Devant une salle remplie d’élèves, de parents, de militants associatifs et de simples soutiens anonymes, l’avocat du collège privé musulman, Maître Guezguez, a tenté de convaincre la justice, du caractère disproportionné d’une telle mesure, au regard de ce qui lui est reproché.

- Avicenne dénonce un arrêté injuste et disproportionné

Dans le détail, la préfecture, qui échange avec l’établissement depuis 18 mois concernant l’examen de sa comptabilité, reproche notamment au collège de ne pas être en mesure de communiquer une liste exhaustive de tous les donateurs, depuis son ouverture, considérant que la tableau descriptif fourni n’était pas conforme aux procédures.

Face à une formation collégiale de trois magistrats, Maître Guezguez a pris le temps d’expliquer que le listing des donateurs, tous établis en France, a pourtant été donné aux autorités administratives qui refusent en réalité de le valider pour une seule raison: ils ne mentionnent que les noms de famille et pas les prénoms des dits donateurs.

À la barre, le directeur adjoint du cabinet du Préfet, Nicolas Huot a quant à lui affirmé qu’il existe « un faisceau d’indices qui vient démontrer une absence de transparence » et « un manque de sérieux ».

Au micro d’Anadolu, l’avocat d’Avicenne pointe un arrêté « injuste et disproportionné » et assure que la direction du collège a contacté la préfecture à plusieurs reprises « pour savoir si elle avait besoin d’éléments complémentaires » mais s’est heurtée « à un silence du côté de l’administration ».

« Il y a une volonté du Préfet de fermer cet établissement à tout prix mais comme l’a dit la ministre de l’Education Nationale, la justice aura le dernier mot et je l’espère, ces enfants pourront continuer leur scolarité au sein de l’établissement Avicenne » a poursuivi Maître Guezguez.
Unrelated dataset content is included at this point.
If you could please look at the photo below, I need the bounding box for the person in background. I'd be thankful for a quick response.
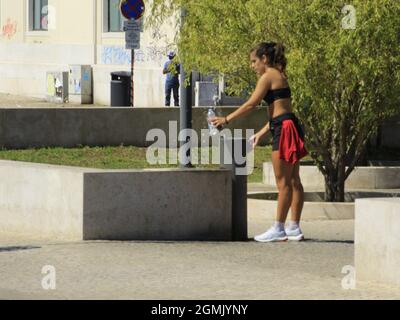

- Les structures musulmanes dans le viseur des autorités

Alors que le lycée privé musulman Averroès de Lille, vient de perdre son contrat avec l’Etat, cet arrêté qui cible aujourd’hui le collège hors contrat Avicenne, inquiète dans les rangs musulmans.

Maître Guezguez l’a martelé à plusieurs reprises au cours de l’audience avant de le réitérer au micro d’Anadolu: « Avicenne n’a jamais été la source d’un quelconque trouble à l’ordre public ni fait parler de lui pour des faits liés à une éventuelle radicalisation de ses élèves ou de son corps éducatif.

Pourtant, c’est bien en vertu de la loi « contre le séparatisme», et de ses dispositions concernant les sources de revenus, que le collège niçois se retrouve dans la tourmente.

« La France a un réel problème avec sa composante musulmane et j’estime qu’il faut amorcer un dialogue sérieux et responsable pour y apporter des réponses » grince à ce propos le président de l’association Avicenne, Otmane Aïssaoui, dans une interview accordée à Anadolu à la sortie du tribunal administratif.

Celui qui est, par ailleurs, à la tête de l’UMAM (Union des musulmans des Alpes-Maritimes) explique ne pas comprendre cette procédure qu’il a accueillie comme « une provocation ».

« La décision prise par le Préfet est une décision politique qui s’inscrit dans une logique de communication. Comme on l’a vu ces derniers mois, il y une vraie séquence d’arrêtés injuste qui ont été pris à l’encontre de la communauté musulmane, je pense à cette librairie musulmane qui a été fermée et dont la justice a reconnu que l’arrêté était injuste, je pense aux interdictions de manifestations pour la Palestine qui ont été suspendues par le tribunal administratif à 13 reprises et on a, aujourd’hui, un arrêté qui est pris par le Préfet des Alpes-Maritimes qui vient reprocher un prétendu manque de transparence du côté de l’association Avicenne qui a remis l’intégralité de ses relevés de compte » abonde Maître Guezguez.

D’un point de vue procédural, la justice administrative rendra sa décision en fin de semaine, mais Otmane Aïssaoui se dit prêt à user de tous les recours dans l’hypothèse où la fermeture de son établissement serait validée.